Há tão diversas espécies de homens como há diversas espécies de animais, e os homens são, em relação aos outros homens, o que as diferentes espécies de animais são entre si e em relação umas às outras. Quantos homens não vivem do sangue e da vida dos inocentes, uns como tigres, sempre ferozes e sempre cruéis, outros como leões, mantendo alguma aparência de generosidade, outros como ursos grosseiros e ávidos, outros como lobos arrebatadores e impiedosos, outros ainda como raposas, que vivem de habilidades e cujo ofício é enganar!

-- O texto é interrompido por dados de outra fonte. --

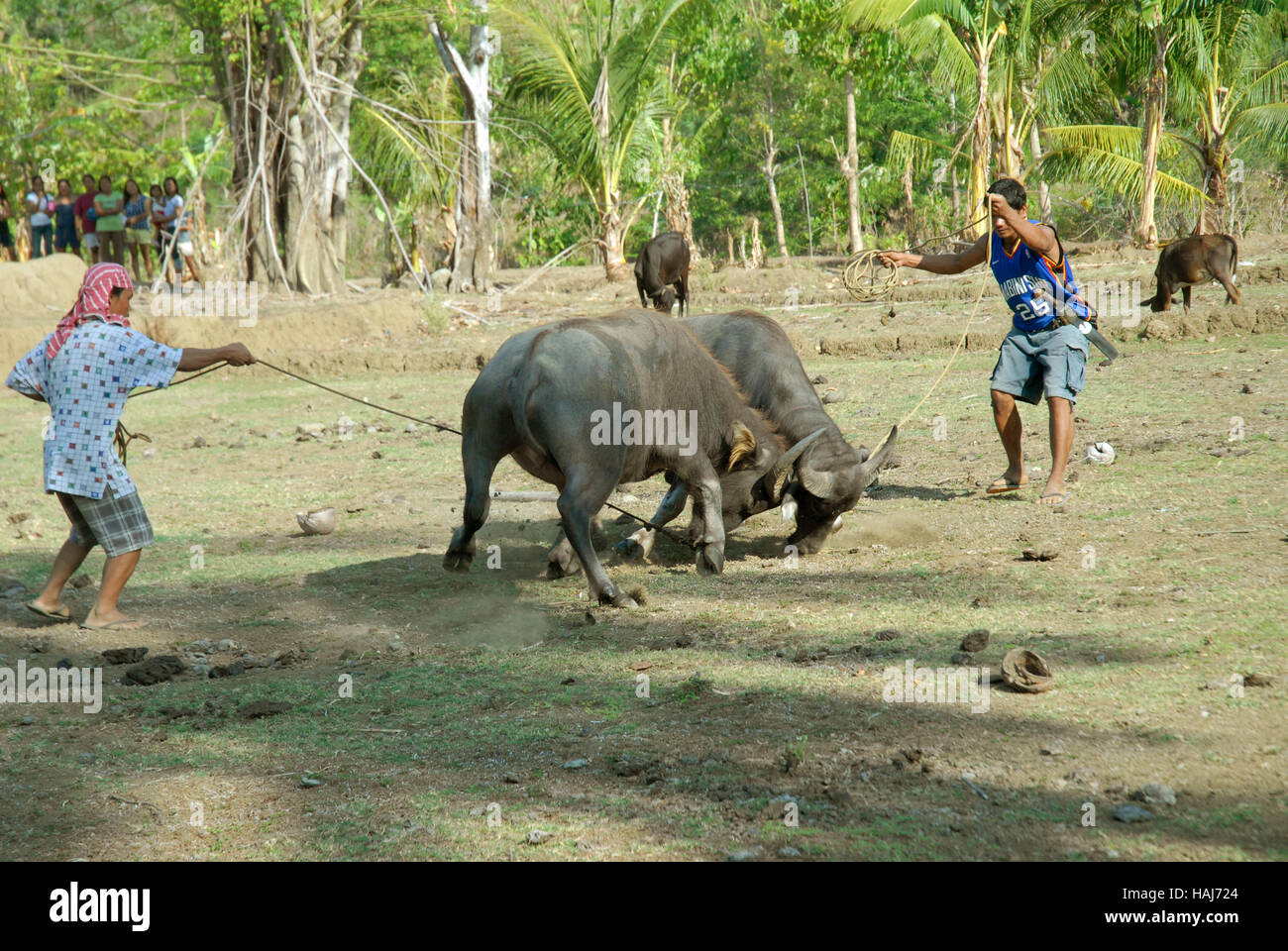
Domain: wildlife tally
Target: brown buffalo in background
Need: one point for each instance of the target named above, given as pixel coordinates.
(1183, 264)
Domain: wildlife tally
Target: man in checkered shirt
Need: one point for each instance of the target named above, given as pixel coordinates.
(84, 371)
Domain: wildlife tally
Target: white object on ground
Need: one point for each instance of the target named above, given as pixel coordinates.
(1100, 453)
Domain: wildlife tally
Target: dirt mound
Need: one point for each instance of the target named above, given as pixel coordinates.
(34, 294)
(46, 282)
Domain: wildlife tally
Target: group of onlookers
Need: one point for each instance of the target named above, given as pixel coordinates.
(106, 222)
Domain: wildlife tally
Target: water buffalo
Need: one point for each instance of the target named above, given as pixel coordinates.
(664, 261)
(831, 476)
(588, 405)
(1183, 264)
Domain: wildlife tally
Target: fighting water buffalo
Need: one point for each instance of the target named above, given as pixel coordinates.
(662, 262)
(1183, 264)
(588, 405)
(831, 475)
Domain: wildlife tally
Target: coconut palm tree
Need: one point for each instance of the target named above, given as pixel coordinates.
(1215, 58)
(964, 37)
(590, 75)
(1232, 81)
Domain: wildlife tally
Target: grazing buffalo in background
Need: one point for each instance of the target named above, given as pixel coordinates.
(831, 476)
(545, 398)
(1183, 264)
(662, 262)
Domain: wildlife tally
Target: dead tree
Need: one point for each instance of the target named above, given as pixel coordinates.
(472, 253)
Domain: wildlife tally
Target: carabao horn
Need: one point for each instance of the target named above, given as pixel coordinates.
(822, 482)
(777, 479)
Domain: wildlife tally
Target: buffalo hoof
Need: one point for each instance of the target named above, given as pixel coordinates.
(458, 561)
(630, 549)
(617, 598)
(559, 568)
(709, 560)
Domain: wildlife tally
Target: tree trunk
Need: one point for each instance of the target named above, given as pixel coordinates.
(911, 208)
(850, 167)
(290, 136)
(472, 252)
(612, 234)
(1215, 218)
(980, 146)
(1151, 133)
(771, 170)
(677, 196)
(1043, 188)
(677, 210)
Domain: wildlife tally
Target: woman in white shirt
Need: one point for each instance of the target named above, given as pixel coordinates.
(40, 206)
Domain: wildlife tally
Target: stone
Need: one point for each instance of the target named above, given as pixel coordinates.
(125, 655)
(1132, 813)
(154, 672)
(263, 707)
(1155, 792)
(1158, 330)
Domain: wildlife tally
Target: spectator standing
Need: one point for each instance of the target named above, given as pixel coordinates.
(176, 221)
(64, 219)
(40, 206)
(110, 208)
(5, 232)
(84, 209)
(138, 228)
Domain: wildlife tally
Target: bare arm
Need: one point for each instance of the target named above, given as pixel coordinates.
(940, 264)
(201, 357)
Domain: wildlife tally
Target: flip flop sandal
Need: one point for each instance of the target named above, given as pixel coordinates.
(1022, 671)
(116, 625)
(51, 615)
(1009, 487)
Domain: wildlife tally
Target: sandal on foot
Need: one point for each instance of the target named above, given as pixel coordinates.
(124, 624)
(1006, 486)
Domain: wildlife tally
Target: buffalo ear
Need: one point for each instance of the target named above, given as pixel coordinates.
(743, 445)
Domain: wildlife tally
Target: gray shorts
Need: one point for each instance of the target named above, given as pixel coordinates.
(1051, 363)
(116, 522)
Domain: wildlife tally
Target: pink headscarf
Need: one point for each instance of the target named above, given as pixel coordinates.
(91, 302)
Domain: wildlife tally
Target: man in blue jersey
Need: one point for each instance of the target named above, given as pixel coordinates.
(1041, 355)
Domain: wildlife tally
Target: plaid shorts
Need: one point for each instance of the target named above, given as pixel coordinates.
(116, 522)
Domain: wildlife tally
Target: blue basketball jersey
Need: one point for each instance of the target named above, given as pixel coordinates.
(1021, 272)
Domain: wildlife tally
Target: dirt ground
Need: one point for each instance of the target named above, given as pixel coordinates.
(490, 715)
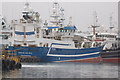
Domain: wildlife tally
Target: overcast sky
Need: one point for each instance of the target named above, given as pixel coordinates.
(81, 12)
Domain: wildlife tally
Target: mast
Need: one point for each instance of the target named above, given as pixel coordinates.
(95, 25)
(24, 35)
(111, 23)
(57, 17)
(62, 17)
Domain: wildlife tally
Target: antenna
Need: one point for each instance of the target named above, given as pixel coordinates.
(70, 21)
(111, 23)
(95, 25)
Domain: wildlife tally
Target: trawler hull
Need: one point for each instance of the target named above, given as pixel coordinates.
(58, 54)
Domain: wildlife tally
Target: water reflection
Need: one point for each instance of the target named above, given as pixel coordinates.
(64, 70)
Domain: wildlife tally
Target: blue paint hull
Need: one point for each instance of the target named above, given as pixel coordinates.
(57, 54)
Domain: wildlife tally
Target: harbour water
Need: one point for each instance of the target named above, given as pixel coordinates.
(64, 70)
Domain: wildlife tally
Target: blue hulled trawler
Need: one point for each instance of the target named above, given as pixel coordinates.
(48, 43)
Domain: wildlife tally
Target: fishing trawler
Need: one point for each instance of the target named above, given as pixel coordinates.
(111, 50)
(28, 40)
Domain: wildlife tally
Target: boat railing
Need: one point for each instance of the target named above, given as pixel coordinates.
(56, 44)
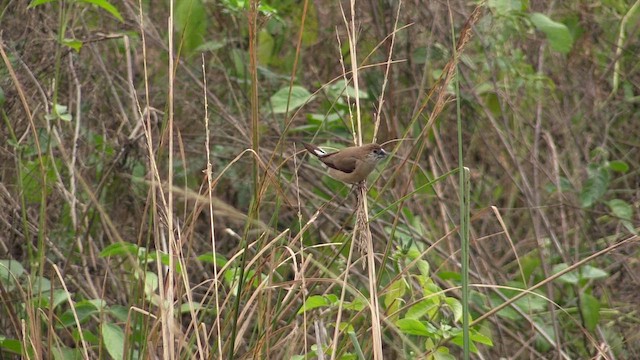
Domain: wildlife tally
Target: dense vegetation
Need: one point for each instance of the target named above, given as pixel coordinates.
(155, 200)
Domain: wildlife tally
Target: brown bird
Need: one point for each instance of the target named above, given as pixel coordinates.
(350, 165)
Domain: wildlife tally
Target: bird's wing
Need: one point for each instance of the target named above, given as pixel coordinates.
(344, 164)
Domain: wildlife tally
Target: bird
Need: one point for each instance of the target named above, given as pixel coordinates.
(350, 165)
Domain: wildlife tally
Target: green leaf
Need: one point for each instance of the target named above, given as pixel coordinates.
(480, 338)
(442, 353)
(191, 23)
(113, 338)
(397, 289)
(619, 166)
(503, 7)
(123, 248)
(421, 308)
(557, 33)
(10, 345)
(595, 186)
(455, 306)
(414, 327)
(299, 97)
(105, 5)
(73, 44)
(620, 209)
(317, 301)
(590, 308)
(208, 258)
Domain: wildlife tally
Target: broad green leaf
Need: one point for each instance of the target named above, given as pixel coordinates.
(421, 308)
(208, 258)
(455, 306)
(113, 339)
(595, 186)
(191, 22)
(105, 5)
(10, 345)
(620, 209)
(590, 308)
(397, 289)
(299, 96)
(557, 33)
(73, 44)
(503, 7)
(442, 353)
(414, 327)
(123, 248)
(619, 166)
(317, 301)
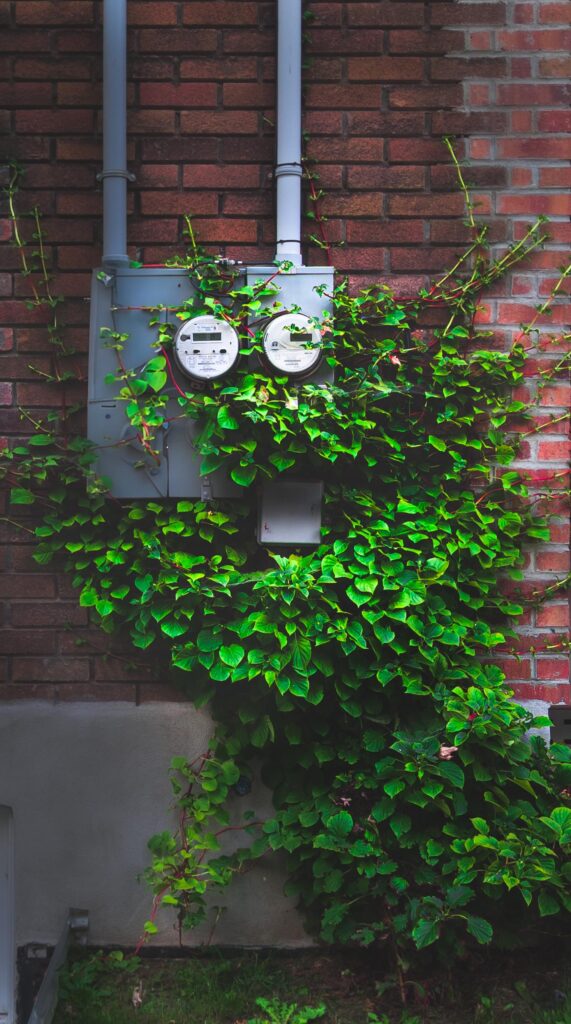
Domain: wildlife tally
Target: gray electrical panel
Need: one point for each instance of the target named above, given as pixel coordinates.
(297, 292)
(290, 512)
(124, 301)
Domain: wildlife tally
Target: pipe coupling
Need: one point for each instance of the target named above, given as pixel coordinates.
(116, 173)
(289, 169)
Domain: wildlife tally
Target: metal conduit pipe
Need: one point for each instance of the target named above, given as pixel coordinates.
(289, 166)
(115, 173)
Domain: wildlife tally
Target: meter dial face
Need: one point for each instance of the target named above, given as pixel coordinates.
(293, 344)
(206, 347)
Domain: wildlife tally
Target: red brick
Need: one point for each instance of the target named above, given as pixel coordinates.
(222, 71)
(426, 96)
(38, 68)
(83, 41)
(223, 12)
(54, 12)
(386, 178)
(150, 122)
(426, 206)
(513, 668)
(555, 68)
(554, 615)
(558, 394)
(6, 339)
(165, 12)
(381, 70)
(533, 148)
(553, 668)
(384, 14)
(415, 41)
(553, 561)
(535, 94)
(474, 13)
(23, 641)
(556, 121)
(220, 123)
(177, 41)
(542, 41)
(225, 177)
(242, 94)
(553, 451)
(559, 206)
(54, 122)
(194, 94)
(27, 94)
(379, 232)
(555, 177)
(79, 94)
(50, 670)
(554, 13)
(559, 693)
(154, 203)
(49, 613)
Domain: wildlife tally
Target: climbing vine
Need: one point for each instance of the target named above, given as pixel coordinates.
(355, 677)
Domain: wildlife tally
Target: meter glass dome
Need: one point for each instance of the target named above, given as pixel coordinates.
(206, 347)
(293, 344)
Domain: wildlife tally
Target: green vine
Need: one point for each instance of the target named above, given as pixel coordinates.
(410, 806)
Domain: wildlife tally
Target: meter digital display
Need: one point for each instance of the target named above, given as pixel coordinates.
(206, 347)
(293, 344)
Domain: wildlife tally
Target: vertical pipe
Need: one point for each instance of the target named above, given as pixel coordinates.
(289, 167)
(115, 172)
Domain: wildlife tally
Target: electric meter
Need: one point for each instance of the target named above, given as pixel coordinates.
(206, 347)
(293, 344)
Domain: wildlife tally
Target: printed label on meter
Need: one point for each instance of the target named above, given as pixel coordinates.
(293, 344)
(206, 347)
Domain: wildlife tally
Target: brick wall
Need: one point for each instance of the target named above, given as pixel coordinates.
(386, 80)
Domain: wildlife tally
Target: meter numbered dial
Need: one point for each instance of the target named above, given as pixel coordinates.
(206, 347)
(293, 344)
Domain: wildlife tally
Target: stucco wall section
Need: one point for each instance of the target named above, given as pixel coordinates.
(88, 784)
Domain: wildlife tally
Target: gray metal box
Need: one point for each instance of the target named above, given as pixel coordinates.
(123, 301)
(561, 729)
(290, 512)
(297, 288)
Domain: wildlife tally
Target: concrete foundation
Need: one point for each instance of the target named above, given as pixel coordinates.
(88, 784)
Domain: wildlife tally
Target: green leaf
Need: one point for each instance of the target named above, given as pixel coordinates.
(452, 772)
(20, 496)
(356, 597)
(226, 420)
(173, 628)
(393, 787)
(437, 442)
(231, 654)
(104, 607)
(340, 824)
(425, 933)
(244, 475)
(480, 929)
(547, 903)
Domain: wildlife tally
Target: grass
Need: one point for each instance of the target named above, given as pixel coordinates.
(100, 988)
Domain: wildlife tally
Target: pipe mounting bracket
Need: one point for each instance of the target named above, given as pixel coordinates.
(289, 169)
(116, 173)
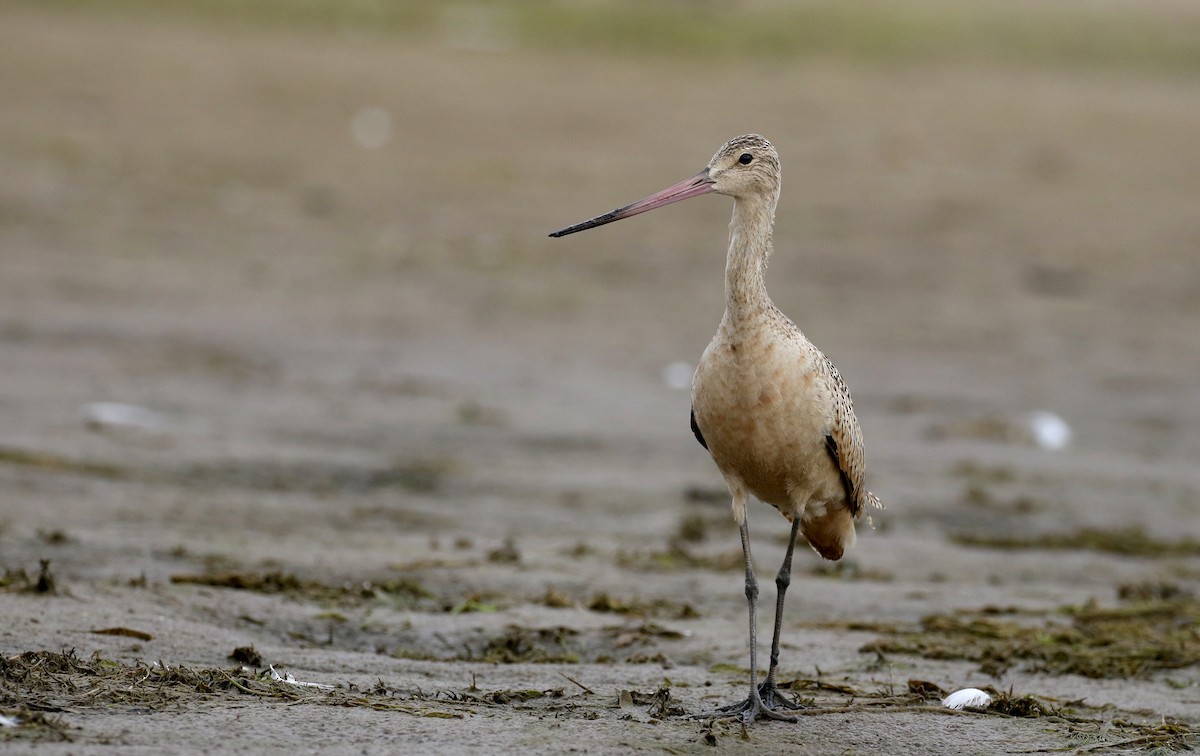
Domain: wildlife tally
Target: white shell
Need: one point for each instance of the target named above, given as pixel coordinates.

Quantos homens não se parecem com os cães! Destroem a sua espécie; caçam para o prazer de quem os alimenta; uns andam sempre atrás do dono; outros guardam-lhes a casa. Há lebréus de trela que vivem do seu mérito, que se destinam à guerra e possuem uma coragem cheia de nobreza, mas há também dogues irascíveis, cuja única qualidade é a fúria; há cães mais ou menos inúteis, que ladram frequentemente e por vezes mordem, e há até cães de jardineiro. Há macacos e macacas que agradam pelas suas maneiras, que têm espírito e que fazem sempre mal. Há pavões que só têm beleza, que desagradam pelo seu canto e que destroem os lugares que habitam.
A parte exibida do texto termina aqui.